Price movement was approximately evenly mixed between small gains and small losses of up to nearly a dime either way. Flat quotes were common, and none of the changes up or down reached double digits. The increases tended to be concentrated in the Midcontinent and Rockies.
Cash numbers got minor backing from the previous day's 1.3-cent rise in June futures, while the weekend decline of industrial demand was a slightly bearish influence.
The screen will provide a bit more positive guidance for traders of physical gas Monday after the prompt-month futures contract climbed another 5.2 cents Friday (see related story).
The prospect of about a quarter Bcf/d potentially getting taken off the market in South Louisiana apparently had no supportive impact on Gulf Coast prices, which were flat to a few pennies lower in nearly all cases.
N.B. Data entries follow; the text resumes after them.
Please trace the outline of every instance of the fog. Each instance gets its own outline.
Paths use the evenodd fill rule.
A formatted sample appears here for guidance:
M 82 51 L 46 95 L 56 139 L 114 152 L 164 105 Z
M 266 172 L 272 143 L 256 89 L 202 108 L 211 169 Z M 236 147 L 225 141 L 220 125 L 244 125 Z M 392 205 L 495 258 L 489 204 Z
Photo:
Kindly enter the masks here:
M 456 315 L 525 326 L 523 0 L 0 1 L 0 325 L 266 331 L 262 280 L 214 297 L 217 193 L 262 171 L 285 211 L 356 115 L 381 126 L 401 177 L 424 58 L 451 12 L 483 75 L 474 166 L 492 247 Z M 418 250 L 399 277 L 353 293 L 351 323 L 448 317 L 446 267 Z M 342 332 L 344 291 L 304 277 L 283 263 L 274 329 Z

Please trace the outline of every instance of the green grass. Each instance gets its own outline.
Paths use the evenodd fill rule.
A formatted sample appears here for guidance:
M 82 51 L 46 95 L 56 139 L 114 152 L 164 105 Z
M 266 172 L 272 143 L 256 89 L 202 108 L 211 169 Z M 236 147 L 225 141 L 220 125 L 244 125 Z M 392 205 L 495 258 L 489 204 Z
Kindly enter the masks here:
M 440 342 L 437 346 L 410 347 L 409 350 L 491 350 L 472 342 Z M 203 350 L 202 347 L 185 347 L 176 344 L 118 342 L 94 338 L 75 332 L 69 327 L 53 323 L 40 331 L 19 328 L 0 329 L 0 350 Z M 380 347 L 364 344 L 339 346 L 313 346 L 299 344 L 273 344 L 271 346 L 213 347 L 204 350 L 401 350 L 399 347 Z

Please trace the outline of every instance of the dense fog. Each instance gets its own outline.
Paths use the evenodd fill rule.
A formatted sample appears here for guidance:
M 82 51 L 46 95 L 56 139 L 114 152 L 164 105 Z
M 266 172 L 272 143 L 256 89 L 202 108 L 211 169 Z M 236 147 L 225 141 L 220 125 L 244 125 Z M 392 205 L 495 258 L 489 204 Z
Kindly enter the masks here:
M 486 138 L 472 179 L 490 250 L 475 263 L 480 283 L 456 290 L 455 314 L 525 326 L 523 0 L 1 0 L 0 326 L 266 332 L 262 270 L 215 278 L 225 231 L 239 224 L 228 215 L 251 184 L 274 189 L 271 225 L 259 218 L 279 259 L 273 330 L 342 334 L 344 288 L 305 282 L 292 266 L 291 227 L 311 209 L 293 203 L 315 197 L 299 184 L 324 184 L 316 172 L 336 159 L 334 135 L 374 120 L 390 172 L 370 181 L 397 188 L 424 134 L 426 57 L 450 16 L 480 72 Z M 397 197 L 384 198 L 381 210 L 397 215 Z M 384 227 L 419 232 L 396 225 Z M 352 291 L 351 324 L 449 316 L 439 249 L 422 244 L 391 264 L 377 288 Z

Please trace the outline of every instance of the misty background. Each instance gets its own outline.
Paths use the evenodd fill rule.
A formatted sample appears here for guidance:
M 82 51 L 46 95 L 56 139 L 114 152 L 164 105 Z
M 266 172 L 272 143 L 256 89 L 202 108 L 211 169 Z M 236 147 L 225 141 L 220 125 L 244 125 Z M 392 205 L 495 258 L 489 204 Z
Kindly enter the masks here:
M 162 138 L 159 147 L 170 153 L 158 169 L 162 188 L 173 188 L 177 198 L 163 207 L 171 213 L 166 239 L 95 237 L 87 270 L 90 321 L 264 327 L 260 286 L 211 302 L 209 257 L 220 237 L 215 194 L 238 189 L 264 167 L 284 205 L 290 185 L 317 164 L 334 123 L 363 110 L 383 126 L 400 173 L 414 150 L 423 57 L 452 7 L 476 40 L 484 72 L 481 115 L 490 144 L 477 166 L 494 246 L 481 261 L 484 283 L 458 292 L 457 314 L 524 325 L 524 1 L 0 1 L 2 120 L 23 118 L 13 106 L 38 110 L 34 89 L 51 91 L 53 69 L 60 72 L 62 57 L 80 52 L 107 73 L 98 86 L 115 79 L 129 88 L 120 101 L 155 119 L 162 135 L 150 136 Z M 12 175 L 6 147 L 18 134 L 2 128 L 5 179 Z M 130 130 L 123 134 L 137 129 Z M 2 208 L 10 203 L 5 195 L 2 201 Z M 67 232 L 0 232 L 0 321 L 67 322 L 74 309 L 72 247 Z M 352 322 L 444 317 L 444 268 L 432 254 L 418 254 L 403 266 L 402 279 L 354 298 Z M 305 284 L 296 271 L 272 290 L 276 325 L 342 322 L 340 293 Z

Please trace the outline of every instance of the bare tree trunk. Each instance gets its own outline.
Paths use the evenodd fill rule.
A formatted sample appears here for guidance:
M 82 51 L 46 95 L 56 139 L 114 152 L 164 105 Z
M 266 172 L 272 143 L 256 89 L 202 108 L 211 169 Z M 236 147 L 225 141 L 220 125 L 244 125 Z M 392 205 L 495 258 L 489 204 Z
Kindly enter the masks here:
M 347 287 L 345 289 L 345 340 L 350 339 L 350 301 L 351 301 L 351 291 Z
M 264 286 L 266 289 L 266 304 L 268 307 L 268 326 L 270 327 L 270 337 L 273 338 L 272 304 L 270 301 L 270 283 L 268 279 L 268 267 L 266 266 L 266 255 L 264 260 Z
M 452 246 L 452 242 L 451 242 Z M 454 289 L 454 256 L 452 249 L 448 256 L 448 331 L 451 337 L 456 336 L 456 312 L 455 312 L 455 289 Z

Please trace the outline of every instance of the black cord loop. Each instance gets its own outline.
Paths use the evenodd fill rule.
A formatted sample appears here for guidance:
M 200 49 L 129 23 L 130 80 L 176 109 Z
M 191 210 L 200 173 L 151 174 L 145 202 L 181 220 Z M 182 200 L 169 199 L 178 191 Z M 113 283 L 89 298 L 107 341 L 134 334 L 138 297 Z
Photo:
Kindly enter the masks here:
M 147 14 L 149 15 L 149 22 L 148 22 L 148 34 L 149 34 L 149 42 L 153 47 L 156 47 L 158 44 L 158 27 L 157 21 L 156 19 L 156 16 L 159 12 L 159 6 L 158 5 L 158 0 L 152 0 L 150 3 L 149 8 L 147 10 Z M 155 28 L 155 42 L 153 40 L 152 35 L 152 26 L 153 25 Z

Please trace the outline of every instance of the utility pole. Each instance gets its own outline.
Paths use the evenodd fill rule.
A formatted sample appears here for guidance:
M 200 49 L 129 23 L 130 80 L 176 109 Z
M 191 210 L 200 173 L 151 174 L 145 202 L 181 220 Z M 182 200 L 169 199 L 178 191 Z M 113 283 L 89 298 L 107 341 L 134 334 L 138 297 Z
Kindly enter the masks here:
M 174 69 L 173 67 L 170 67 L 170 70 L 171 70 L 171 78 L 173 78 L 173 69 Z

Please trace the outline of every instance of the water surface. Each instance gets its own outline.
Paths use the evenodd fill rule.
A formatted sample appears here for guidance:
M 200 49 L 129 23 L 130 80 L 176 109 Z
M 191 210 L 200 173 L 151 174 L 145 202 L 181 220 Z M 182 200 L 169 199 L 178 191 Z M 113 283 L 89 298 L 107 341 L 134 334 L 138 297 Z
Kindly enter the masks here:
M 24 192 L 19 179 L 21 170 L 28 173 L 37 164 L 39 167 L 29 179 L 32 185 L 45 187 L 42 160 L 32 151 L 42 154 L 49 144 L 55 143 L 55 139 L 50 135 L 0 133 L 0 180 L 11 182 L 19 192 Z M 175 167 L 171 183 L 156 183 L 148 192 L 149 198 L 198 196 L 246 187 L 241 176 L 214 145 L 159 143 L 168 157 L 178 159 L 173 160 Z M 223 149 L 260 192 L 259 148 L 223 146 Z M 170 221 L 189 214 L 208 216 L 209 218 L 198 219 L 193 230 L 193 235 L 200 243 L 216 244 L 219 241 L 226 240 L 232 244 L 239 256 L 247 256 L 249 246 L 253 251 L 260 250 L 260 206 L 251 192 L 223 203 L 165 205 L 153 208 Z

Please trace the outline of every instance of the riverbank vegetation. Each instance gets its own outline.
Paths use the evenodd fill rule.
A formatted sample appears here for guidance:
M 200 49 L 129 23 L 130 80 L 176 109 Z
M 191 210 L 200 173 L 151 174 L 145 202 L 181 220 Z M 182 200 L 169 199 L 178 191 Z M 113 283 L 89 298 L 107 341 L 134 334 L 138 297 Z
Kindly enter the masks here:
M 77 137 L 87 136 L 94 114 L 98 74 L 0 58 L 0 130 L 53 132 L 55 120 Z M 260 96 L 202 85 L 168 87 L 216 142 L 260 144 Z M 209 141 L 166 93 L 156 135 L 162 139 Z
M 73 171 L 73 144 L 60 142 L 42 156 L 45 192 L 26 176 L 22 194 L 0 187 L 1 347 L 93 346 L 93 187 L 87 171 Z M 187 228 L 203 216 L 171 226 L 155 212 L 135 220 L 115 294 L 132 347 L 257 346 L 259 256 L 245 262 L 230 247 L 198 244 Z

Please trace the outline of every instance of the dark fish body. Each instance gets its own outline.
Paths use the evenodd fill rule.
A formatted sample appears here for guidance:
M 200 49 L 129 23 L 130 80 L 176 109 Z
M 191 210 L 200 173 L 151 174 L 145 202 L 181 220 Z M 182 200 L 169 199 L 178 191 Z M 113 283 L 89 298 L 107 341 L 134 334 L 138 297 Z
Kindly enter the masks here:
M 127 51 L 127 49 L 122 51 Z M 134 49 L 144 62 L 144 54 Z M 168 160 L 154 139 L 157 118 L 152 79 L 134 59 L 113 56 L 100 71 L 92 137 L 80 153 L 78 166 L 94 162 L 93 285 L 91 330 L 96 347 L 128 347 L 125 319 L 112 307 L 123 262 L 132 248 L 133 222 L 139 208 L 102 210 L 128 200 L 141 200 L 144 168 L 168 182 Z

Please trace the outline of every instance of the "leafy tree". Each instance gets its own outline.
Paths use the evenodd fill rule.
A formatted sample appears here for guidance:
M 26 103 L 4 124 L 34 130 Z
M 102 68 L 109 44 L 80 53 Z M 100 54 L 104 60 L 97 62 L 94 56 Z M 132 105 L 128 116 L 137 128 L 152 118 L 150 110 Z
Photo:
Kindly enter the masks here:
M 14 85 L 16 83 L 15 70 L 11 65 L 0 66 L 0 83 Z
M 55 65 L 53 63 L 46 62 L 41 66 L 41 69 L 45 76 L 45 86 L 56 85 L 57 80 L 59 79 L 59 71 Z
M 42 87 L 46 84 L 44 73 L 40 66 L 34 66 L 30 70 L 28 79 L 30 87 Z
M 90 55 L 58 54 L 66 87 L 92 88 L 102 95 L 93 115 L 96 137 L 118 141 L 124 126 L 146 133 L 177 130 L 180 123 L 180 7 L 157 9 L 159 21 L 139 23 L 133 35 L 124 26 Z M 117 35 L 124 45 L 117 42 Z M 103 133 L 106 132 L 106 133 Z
The Louisiana Department of Natural Resources (DNR) estimated that Mississippi River flooding could cause the shut-in of 252.6 MMcf/d of gas production in the state's south-central Atchafalaya River basin, spokeswoman Anna Dearmon said Friday. A memo on the DNR website from Commissioner of Conservation James H. Welsh said the Army Corps of Engineers could decide on possibly opening the Morganza Spillway during the weekend in an attempt to protect the cities of Baton Rouge and New Orleans along with the massive refinery/petrochemical plant complex on the Mississippi River Corridor between them.
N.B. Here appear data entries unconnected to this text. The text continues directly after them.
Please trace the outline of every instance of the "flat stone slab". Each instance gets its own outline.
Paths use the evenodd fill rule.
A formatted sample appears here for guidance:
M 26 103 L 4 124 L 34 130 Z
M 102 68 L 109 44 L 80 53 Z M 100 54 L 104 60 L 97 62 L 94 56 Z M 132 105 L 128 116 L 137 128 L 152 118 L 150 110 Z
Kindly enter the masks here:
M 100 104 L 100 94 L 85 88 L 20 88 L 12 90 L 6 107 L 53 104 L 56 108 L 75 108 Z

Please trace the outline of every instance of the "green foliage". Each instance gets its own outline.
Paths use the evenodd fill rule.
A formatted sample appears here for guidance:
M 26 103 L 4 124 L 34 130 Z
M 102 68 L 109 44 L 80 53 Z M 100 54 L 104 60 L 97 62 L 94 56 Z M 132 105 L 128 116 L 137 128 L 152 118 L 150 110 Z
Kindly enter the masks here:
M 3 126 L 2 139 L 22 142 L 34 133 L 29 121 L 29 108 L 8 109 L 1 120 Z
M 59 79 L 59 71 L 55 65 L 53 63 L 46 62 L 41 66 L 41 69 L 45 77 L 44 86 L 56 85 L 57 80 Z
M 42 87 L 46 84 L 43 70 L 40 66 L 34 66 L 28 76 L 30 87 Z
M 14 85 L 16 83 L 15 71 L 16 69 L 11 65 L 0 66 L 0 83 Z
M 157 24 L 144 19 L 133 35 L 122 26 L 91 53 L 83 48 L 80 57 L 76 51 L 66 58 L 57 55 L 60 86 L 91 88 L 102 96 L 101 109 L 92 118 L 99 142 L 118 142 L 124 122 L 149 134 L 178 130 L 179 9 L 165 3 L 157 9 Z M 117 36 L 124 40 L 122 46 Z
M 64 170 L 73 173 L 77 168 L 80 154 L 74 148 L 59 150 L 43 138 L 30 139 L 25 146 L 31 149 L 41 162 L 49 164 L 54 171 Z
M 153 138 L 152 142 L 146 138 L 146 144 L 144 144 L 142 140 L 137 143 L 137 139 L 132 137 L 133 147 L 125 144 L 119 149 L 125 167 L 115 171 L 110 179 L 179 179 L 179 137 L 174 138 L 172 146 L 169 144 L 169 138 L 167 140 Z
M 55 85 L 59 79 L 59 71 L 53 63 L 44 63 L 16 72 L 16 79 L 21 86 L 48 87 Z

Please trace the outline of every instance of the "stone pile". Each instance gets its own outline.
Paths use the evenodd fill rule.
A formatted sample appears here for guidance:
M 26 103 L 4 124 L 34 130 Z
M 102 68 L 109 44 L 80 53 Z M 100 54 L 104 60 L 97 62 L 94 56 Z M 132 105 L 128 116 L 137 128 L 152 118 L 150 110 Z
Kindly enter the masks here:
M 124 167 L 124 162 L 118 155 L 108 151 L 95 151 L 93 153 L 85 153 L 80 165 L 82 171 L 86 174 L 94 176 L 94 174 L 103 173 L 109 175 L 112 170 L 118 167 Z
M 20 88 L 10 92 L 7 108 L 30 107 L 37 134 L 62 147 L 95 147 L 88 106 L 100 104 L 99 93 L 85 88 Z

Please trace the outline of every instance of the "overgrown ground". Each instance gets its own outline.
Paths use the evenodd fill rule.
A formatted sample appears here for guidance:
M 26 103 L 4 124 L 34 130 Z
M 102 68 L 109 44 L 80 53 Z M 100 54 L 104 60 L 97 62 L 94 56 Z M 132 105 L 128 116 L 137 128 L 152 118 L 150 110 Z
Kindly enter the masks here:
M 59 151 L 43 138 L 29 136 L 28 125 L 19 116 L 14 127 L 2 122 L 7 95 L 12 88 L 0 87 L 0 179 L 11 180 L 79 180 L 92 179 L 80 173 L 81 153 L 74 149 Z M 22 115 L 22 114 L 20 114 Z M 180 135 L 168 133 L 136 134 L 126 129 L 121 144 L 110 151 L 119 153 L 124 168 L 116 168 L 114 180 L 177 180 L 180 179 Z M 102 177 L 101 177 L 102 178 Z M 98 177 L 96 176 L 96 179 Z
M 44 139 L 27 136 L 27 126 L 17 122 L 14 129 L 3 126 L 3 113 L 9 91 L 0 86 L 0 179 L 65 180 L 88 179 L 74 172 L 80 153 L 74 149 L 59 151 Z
"This is to advise all operators of wells within the Atchafalaya Basin to immediately take any and all appropriate measures and precautions to secure well sites and production facilities within the basin and preventative measures to avoid any releases or spills," Welsh said.
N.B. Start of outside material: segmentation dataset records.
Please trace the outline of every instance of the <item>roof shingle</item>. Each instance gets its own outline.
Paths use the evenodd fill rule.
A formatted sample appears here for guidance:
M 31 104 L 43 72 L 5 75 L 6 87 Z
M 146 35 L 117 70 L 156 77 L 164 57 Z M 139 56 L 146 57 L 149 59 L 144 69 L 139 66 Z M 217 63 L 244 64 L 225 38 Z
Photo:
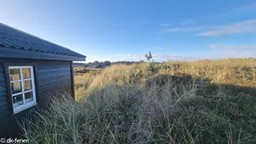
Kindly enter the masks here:
M 0 46 L 78 58 L 86 58 L 70 49 L 18 30 L 0 22 Z

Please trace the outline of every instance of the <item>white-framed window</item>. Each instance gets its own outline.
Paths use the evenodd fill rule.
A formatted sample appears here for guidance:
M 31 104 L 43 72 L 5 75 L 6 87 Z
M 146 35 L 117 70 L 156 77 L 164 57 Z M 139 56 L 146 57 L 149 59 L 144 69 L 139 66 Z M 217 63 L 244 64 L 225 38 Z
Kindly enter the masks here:
M 17 114 L 37 104 L 32 66 L 9 66 L 11 100 Z

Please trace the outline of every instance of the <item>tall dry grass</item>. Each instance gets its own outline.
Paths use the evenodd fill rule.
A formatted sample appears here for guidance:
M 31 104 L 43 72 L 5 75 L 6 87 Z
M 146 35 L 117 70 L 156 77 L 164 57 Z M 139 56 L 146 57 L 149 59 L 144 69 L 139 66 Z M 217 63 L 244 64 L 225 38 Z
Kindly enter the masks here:
M 114 65 L 24 124 L 33 143 L 255 143 L 256 61 Z

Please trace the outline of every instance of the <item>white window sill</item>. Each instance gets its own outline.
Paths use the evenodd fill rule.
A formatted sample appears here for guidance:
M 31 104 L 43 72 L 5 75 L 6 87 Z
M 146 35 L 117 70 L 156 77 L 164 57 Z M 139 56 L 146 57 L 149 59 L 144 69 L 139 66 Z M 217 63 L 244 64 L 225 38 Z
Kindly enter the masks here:
M 34 106 L 38 105 L 38 103 L 31 103 L 31 104 L 29 104 L 29 105 L 25 105 L 25 106 L 22 106 L 20 107 L 17 107 L 16 109 L 14 109 L 14 114 L 16 114 L 19 112 L 22 112 L 26 109 L 29 109 L 30 107 L 33 107 Z

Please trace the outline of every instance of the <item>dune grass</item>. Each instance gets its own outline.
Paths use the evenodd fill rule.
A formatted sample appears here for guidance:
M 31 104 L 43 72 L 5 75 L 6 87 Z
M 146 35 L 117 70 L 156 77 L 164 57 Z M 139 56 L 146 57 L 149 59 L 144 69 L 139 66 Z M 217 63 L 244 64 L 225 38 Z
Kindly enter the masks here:
M 33 143 L 255 143 L 253 58 L 114 65 L 24 124 Z

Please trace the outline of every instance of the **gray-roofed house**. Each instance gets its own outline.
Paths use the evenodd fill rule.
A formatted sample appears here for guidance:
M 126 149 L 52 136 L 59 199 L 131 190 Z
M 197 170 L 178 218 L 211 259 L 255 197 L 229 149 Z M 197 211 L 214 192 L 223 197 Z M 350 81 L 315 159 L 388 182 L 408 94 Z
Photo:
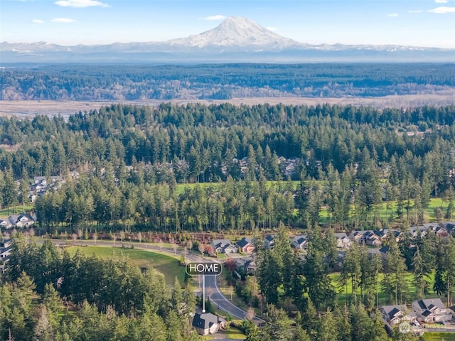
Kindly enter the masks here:
M 441 298 L 428 298 L 412 302 L 412 310 L 417 320 L 425 323 L 449 321 L 452 314 L 444 305 Z
M 416 320 L 415 313 L 406 313 L 406 305 L 383 305 L 379 308 L 379 311 L 391 327 L 404 321 L 410 323 Z
M 267 249 L 273 249 L 275 245 L 275 236 L 269 234 L 264 238 L 264 246 Z
M 210 246 L 217 254 L 235 254 L 237 251 L 237 248 L 229 239 L 213 239 Z
M 411 226 L 410 227 L 410 232 L 412 238 L 417 238 L 420 233 L 422 237 L 425 237 L 428 232 L 424 226 Z
M 3 239 L 0 242 L 0 273 L 5 272 L 5 265 L 11 254 L 11 239 Z
M 13 227 L 13 224 L 9 220 L 0 220 L 0 227 L 4 227 L 5 229 L 9 229 Z
M 308 247 L 308 237 L 305 234 L 294 236 L 291 245 L 296 249 L 304 250 Z
M 240 249 L 242 252 L 251 253 L 255 251 L 255 245 L 253 244 L 252 238 L 244 237 L 239 240 L 235 244 Z
M 34 215 L 14 215 L 9 217 L 9 222 L 16 227 L 29 227 L 35 224 Z
M 196 311 L 193 318 L 193 327 L 200 335 L 215 334 L 226 326 L 226 320 L 210 313 Z
M 346 233 L 336 233 L 335 238 L 336 238 L 336 247 L 340 249 L 349 249 L 353 244 L 353 241 Z

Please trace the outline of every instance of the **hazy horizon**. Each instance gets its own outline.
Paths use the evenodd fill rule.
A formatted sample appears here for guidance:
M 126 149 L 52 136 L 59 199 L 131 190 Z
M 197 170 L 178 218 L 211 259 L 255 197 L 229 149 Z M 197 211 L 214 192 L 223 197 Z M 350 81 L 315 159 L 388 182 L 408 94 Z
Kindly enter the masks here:
M 6 0 L 1 9 L 0 40 L 11 43 L 160 42 L 242 16 L 299 43 L 455 48 L 455 0 Z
One source commented that although there is no statistical certainty about it, he didn't expect the flooding to have a large impact on South Louisiana processing plants, "at least not to the extent it would have several years ago." Hurricanes Katrina and Rita knocked out a lot of processing capacity there in 2005, which sent prices spiraling, but the U.S. was much more dependent on Gulf of Mexico production than it is now, he said. Thus, the nation is far less dependent on Gulf Coast gas processors today than it was six years ago, he added.
The Weather Channel saw a varying weekend forecast for the Midwest, with warmer-than-average temperatures due from the upper Ohio Valley to the central Great Lakes, but cooler-than-average readings were expected in the Plains, upper Mississippi Valley and western Great Lakes. Air conditioning load was quickly dropping in much of the South, with some of the northerly sections not expected to get above 70 Saturday. And while conditions were turning cooler in the Northeast, they were unlikely to induce many residents to turn their furnaces back on. Meanwhile, it was cold in the Rockies, hot in parts of the desert Southwest and generally cool to chilly in the rest of the West.
A high-linepack OFO by SoCalGas (see Transportation Notes) had a negligible effect on flat Southern California border pricing, but IntercontinentalExchange (ICE) said border trading on its platform dropped from 650,800 MMBtu Thursday to 569,500 MMBtu Friday. In a likely related note, El Paso said Friday it might have to declare a Strained Operating Condition due to linepack climbing above 7,800 MMcf because of actual takes from its system falling short of scheduled quantities. Despite the excess linepack, weekend prices into El Paso at several locations were generally flat to a penny lower.
Meanwhile, PG&E citygate numbers were nearly a nickel higher with the utility ending a high-inventory OFO Saturday; however, citygate volumes on ICE plummeted from 1,387,900 MMBtu to 895,800 MMBtu.
The number of drilling rigs involved in natural gas activity in the U.S. took a dive of 16 to 874 in the week ending May 13, according to the Baker Hughes Rotary Rig Count. The count went down by two in the Gulf of Mexico while another 14 rigs were deactivated onshore, Baker Hughes said. Its most recent tally was 1% less than a month ago and 8% below the year-earlier level.
But a Rockies producer, although he considered the big rig count decline a step in the right direction in helping to rein in overproduction, was still unimpressed. He cited analyst reports saying the count must get below 800 and stay there for quite a while in order to make the decline really meaningful. Another factor in his region, he said, is that it is becoming both much faster and much cheaper to drill wells in the Rockies.
Noting Friday's small gains in the Rockies, he said the region was experiencing "pretty nippy weather" for pretty much all of last week, with up to 2 feet of snow falling in some of the mountain areas. Nevertheless, the western market for gas is going "to get really ugly" soon, he said, as substantial amounts of hydropower will be ramping up in the next few weeks and displace gas-fired electric generation.